So first, we need to identify the experimental factors of interest. In this case, we are interested in the effects of diet type and the effect of diet duration. The table below confirms we have a balanced design for each condition.

table(Diet = mouse$Diet, Duration = mouse$Duration)
##     Duration
## Diet Long Short
##   HF   45    45
##   LF   45    45

Furthermore, there are potential unwanted sources of variation: the experimental unit (i.e. the mouse, BioReplicate), the fraction (Fraction), the run (Run), the TMT mixture (Mixture). Data exploration will provide a feeling about how these influence the data.

Data exploration

Data exploration aims to highlight the main sources of variation in the data prior to data modelling and can pinpoint outlying or off-behaving samples.

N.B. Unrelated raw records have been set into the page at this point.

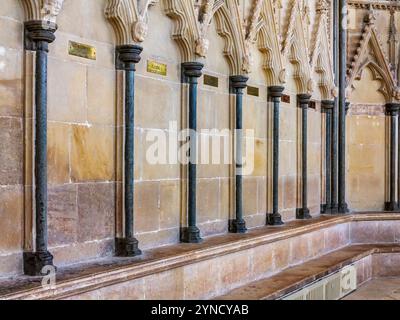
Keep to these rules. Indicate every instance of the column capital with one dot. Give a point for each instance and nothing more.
(392, 109)
(327, 105)
(276, 91)
(192, 69)
(127, 56)
(238, 81)
(304, 99)
(38, 34)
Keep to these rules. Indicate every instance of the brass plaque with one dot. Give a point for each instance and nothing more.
(211, 81)
(253, 91)
(156, 67)
(82, 50)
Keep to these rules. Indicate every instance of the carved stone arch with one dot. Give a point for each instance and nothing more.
(234, 45)
(378, 75)
(370, 54)
(295, 49)
(268, 44)
(321, 58)
(129, 19)
(186, 30)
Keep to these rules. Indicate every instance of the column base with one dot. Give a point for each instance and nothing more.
(127, 247)
(34, 262)
(303, 214)
(191, 235)
(237, 226)
(274, 219)
(343, 208)
(391, 206)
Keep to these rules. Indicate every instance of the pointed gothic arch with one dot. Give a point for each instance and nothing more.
(370, 54)
(269, 45)
(321, 58)
(295, 49)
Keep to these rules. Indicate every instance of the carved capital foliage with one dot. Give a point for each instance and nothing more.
(269, 44)
(370, 54)
(321, 59)
(296, 50)
(129, 19)
(45, 10)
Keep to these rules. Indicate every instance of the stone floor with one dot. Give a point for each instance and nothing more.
(378, 289)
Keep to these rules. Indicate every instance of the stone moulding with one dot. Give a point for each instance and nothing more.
(45, 10)
(269, 45)
(370, 54)
(296, 49)
(129, 19)
(321, 57)
(134, 269)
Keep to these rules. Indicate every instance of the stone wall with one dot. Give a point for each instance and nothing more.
(85, 126)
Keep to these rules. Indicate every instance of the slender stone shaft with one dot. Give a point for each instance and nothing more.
(342, 205)
(192, 71)
(38, 36)
(304, 212)
(238, 84)
(275, 93)
(328, 107)
(335, 112)
(128, 56)
(392, 110)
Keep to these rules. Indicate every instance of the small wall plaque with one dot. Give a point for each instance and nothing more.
(82, 50)
(156, 67)
(286, 98)
(211, 81)
(253, 91)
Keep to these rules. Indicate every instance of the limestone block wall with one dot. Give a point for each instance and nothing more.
(85, 128)
(367, 146)
(11, 137)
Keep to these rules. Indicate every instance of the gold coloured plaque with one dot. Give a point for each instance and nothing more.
(253, 91)
(210, 81)
(82, 50)
(156, 67)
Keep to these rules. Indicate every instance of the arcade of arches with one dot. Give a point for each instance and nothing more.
(86, 87)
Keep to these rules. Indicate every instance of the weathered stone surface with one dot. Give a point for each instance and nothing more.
(63, 214)
(11, 155)
(92, 153)
(11, 214)
(58, 153)
(95, 211)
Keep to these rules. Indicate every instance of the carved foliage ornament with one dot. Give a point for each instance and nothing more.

A common approach for data exploration is to perform dimension reducion, such as Multi Dimensional Scaling (MDS). We will first extract the set to explore using getWithColData(). This function extracts the set of interest along with all the associated sample annotations (used for plot colouring).

se <- getWithColData(mouse, "proteins")

We then use the scater package to compute and plot the PCA. For technical reasons, it requires SingleCellExperiment class object, but these can easily be generated from a SummarizedExperiment object.

library("scater")
se <- runMDS(as(se, "SingleCellExperiment"), exprs_values = 1)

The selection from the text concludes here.